I am not sure why I was told these parent confessions. Maybe because we don’t have children? Maybe they saw me as a safe person to share their regrets with? Whatever the reason, it now causes me to pause when I hear people say,  “you’ll never regret it (children)”. The internet provides anonymous confessions by parents who say that they regret having children.  I wonder if a more accurate expression may be, “it’s likely that you won’t regret it – but I can’t say for certain, you just might.”

8 thoughts on “Parent Confessions”

  1. WOW…not sure what else to say. There’s days that life would be easier, but wouldn’t change it. With my “niece” dying last year at 5 yrs old, my perspective has changed so much towards my kids- blessings, angels in disguise to make the world not seem so crummy.

  2. I cannot believe parents would feel that way… it is a hard job but the rewards are greater than the hard parts

  3. I think it’s refreshing to hear people being honest about parenting. For a long time, there was a stigma about parents regretting having children, and I’m sure it still exists. Many people have a hard time, for whatever reason, and they are made to feel guilty for not enjoying every second of parenting, which isn’t fair. I’d rather hear the truth than be misled to believe it’s a wonderful experience for every parent out there.

  4. From my experience, we live in an increasingly driven culture. Children don’t fit that. If you want to climb the corporate later and run with the big dogs, parenting may not be for you. It is filled with putting another’s needs before you, and learning about the joy that comes from seeing a child’s smile. While it is wonderful, I daresay some may be in world views that too self focused or too driven to enjoy it. I know I would be happy and fulfilled as a person if I wasn’t a mom. BUT I wouldn’t be who I am. I wouldn’t be the me I am today, and since I like me… I wouldn’t change a thing. I am raising what most would call a “difficult” child. I wouldn’t change having him or his sister. I wouldn’t change the fact that he is Autistic. He and his sister are daily making me who I am meant to be & the ride is rough but amazing.

  5. Hmmm, very interesting. I know parenting is really hard, and single parenting even harder (giving birth and raising one while my husband was deployed for 8 months I can relate), however in my opinion I wouldn’t want life without my daughter in it. The amount of selflessness I have learned through raising her so far, and the strength I never knew I was capable of, and undying love, it’s all so special and worth it. Parenting may not be for everyone, but to wish you never had kids seems a bit far. I do think parents should confess more, confess the hardships and difficulties, there is stuff no one shares because they want to look like the perfect family and have “easy” children, but those are the things that really help the other parents around them.
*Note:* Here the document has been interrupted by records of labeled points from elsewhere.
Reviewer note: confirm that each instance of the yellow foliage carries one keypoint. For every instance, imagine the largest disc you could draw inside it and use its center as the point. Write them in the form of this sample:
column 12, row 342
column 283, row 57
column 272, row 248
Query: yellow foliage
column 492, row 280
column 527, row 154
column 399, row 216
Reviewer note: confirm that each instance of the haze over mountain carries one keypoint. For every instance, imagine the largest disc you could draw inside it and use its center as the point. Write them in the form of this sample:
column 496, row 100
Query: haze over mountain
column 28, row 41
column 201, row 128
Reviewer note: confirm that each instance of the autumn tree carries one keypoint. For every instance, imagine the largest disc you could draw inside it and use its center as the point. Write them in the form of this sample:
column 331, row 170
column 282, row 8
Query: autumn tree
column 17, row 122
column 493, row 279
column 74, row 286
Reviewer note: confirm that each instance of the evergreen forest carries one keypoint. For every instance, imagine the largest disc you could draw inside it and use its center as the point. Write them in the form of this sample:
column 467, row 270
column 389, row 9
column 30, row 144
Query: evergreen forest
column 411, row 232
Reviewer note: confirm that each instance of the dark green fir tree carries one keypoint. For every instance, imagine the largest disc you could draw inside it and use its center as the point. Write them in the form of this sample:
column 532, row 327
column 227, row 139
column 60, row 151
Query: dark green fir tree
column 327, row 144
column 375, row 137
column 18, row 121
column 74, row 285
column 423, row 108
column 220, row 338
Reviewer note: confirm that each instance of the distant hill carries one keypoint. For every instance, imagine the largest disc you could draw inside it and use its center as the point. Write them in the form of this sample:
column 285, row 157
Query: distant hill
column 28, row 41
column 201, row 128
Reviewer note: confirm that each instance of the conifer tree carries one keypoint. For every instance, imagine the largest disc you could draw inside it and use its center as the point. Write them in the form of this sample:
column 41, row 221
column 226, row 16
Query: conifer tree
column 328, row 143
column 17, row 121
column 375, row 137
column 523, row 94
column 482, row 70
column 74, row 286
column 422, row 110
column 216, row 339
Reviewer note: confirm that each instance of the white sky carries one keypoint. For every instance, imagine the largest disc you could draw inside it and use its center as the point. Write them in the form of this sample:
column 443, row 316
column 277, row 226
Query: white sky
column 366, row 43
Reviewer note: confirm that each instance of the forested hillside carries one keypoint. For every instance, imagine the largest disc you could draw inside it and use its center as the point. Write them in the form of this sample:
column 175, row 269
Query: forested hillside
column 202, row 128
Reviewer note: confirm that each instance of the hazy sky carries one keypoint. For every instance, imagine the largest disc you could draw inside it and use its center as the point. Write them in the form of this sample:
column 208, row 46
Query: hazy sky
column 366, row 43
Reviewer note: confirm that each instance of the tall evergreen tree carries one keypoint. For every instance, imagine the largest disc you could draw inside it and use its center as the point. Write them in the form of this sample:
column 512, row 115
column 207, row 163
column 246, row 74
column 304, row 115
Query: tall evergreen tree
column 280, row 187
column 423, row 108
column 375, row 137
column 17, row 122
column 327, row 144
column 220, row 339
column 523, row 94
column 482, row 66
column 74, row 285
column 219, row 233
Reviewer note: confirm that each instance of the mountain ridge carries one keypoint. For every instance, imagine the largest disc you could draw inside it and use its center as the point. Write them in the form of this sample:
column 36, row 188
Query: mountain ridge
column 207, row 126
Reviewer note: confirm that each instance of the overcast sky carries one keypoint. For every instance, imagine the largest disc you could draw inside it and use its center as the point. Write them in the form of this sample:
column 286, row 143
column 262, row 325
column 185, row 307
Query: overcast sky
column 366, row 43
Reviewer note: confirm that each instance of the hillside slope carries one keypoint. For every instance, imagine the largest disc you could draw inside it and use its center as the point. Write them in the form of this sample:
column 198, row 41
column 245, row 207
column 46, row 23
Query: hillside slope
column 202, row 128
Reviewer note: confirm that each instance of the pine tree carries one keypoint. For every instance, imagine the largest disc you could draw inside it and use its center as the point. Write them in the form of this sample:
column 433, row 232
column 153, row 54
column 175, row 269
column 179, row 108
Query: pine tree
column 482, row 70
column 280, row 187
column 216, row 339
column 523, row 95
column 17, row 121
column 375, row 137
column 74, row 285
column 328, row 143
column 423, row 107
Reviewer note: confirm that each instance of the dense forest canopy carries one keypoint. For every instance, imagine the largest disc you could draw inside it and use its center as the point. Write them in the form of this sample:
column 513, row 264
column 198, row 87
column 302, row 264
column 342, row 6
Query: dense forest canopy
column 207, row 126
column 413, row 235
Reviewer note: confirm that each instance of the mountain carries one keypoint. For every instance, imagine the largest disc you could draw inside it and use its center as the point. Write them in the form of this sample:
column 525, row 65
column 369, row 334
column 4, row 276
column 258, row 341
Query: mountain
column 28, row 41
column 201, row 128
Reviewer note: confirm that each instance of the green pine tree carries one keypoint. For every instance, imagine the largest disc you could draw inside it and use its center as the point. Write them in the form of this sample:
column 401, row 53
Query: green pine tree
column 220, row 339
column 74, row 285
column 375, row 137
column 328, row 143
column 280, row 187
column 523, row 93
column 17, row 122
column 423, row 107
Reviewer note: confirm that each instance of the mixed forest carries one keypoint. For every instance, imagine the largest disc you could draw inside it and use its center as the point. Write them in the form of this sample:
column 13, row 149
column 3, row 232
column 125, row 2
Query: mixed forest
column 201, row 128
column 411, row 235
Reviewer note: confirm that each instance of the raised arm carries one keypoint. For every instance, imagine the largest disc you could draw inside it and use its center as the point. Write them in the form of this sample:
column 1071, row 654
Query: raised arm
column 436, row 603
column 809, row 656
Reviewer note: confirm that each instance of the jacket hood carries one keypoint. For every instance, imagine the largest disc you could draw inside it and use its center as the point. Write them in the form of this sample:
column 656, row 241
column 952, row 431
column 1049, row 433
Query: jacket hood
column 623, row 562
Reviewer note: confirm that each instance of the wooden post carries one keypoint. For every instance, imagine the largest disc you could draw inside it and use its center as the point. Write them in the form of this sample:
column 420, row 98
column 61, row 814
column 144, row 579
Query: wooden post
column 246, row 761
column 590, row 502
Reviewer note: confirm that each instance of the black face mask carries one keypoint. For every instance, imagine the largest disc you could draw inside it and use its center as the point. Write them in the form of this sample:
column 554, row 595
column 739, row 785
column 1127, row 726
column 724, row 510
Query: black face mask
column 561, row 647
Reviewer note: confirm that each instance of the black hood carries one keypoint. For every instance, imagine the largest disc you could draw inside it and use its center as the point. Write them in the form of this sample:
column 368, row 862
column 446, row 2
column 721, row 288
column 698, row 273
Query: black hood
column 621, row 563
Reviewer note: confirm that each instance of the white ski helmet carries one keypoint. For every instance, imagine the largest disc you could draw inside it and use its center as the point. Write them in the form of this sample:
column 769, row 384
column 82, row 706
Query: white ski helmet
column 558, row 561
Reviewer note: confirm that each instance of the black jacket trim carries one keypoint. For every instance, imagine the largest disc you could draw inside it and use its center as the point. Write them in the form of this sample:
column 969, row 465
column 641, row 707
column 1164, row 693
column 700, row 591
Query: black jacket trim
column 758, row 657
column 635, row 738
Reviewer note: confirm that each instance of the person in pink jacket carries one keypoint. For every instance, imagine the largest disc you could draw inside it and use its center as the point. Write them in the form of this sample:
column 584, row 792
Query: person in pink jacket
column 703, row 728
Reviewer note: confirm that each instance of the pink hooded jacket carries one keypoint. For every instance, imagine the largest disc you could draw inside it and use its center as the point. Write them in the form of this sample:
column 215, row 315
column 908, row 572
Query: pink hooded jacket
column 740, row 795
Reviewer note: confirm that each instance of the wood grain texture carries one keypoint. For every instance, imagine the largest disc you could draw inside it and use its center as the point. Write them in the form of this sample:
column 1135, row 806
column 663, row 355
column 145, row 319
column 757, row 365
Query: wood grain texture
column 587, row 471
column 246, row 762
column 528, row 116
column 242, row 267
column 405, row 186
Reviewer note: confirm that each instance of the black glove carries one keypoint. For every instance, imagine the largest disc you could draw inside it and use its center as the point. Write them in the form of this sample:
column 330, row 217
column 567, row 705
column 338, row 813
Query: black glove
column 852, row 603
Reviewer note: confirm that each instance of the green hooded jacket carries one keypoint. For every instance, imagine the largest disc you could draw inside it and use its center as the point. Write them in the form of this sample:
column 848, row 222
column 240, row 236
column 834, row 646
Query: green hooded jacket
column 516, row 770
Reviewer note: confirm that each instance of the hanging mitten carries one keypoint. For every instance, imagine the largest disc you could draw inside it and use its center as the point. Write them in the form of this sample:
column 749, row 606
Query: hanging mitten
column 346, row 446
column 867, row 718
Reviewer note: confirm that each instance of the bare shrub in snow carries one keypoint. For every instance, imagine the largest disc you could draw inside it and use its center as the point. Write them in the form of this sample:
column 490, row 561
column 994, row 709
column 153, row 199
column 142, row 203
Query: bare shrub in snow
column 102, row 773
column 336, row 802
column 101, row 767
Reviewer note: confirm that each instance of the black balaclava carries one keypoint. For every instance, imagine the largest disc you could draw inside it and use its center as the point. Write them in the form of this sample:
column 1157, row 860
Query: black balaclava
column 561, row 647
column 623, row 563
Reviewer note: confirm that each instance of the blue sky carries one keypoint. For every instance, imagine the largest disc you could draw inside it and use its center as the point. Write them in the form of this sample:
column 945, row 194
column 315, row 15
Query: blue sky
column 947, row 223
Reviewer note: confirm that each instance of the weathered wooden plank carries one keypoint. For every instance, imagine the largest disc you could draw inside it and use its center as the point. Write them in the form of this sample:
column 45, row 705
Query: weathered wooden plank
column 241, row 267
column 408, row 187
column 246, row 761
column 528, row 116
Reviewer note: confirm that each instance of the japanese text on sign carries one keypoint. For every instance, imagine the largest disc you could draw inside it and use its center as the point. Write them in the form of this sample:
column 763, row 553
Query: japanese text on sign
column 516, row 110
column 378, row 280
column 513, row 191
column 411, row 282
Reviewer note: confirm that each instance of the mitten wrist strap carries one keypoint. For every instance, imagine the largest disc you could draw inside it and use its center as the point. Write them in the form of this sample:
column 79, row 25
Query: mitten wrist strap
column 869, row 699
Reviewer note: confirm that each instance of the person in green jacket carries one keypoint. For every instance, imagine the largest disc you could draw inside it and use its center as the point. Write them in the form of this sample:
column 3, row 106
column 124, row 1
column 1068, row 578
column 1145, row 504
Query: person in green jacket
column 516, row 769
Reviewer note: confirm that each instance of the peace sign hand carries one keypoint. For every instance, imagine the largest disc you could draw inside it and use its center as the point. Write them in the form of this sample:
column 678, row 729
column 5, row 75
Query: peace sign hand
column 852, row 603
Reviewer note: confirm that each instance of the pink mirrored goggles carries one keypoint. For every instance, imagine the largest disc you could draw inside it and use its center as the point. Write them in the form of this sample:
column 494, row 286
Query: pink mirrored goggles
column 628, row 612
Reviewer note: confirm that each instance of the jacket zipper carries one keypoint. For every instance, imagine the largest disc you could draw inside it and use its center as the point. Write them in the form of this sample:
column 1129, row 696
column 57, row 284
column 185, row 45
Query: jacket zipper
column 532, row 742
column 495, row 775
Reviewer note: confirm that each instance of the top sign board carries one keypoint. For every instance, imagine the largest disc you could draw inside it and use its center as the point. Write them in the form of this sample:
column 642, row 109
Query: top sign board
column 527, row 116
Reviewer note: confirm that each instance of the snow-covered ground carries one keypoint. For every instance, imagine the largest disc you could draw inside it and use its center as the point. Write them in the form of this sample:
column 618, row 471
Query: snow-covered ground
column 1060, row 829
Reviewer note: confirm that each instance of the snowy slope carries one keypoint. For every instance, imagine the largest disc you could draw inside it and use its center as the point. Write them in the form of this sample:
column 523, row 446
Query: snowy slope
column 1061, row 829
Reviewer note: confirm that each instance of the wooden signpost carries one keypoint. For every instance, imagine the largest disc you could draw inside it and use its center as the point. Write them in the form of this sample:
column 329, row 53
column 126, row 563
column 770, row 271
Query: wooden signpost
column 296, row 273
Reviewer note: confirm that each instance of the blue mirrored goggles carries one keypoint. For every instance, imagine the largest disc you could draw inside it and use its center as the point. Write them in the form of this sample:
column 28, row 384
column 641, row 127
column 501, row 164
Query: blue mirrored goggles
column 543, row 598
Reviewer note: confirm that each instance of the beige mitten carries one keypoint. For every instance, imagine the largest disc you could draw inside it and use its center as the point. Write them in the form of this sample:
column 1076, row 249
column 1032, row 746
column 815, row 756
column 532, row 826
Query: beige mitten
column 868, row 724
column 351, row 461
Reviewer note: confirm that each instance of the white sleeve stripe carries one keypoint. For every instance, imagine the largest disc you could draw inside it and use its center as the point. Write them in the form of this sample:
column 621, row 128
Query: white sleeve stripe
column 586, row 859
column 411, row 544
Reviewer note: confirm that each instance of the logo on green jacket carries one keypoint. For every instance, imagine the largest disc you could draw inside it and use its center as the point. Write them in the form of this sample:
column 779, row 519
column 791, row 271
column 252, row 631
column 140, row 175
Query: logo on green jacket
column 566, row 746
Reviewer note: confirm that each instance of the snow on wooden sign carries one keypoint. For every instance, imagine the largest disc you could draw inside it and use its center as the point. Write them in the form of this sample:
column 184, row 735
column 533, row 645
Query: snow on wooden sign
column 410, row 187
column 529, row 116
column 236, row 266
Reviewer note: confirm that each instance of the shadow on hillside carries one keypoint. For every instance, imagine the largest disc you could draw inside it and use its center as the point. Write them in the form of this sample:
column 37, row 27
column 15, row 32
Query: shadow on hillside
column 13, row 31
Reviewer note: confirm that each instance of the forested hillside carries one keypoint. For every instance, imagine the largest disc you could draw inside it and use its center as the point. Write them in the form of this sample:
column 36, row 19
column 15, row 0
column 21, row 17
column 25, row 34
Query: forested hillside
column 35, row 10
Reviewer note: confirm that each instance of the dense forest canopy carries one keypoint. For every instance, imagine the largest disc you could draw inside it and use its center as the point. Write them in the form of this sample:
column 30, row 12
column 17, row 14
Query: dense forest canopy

I make it a point to talk to other parents and new moms about the difficulties I have had with Ava so that they are prepared or can take comfort in knowing all kids are ‘hard’, even the easy ones. I get in the moment of stress and pain, even Jesus asked for his burden to be lightened, but I don’t think after all was said and done he regretted doing it. I am not judging, or maybe I am, I just feel like if you wished you never had kids, maybe you thought having kids was about you. The number one lesson learned from having a kid is that it is about them…

    1. Selfishness is rooted out when children come along, unless we hold onto it and resent our children because “I still want…”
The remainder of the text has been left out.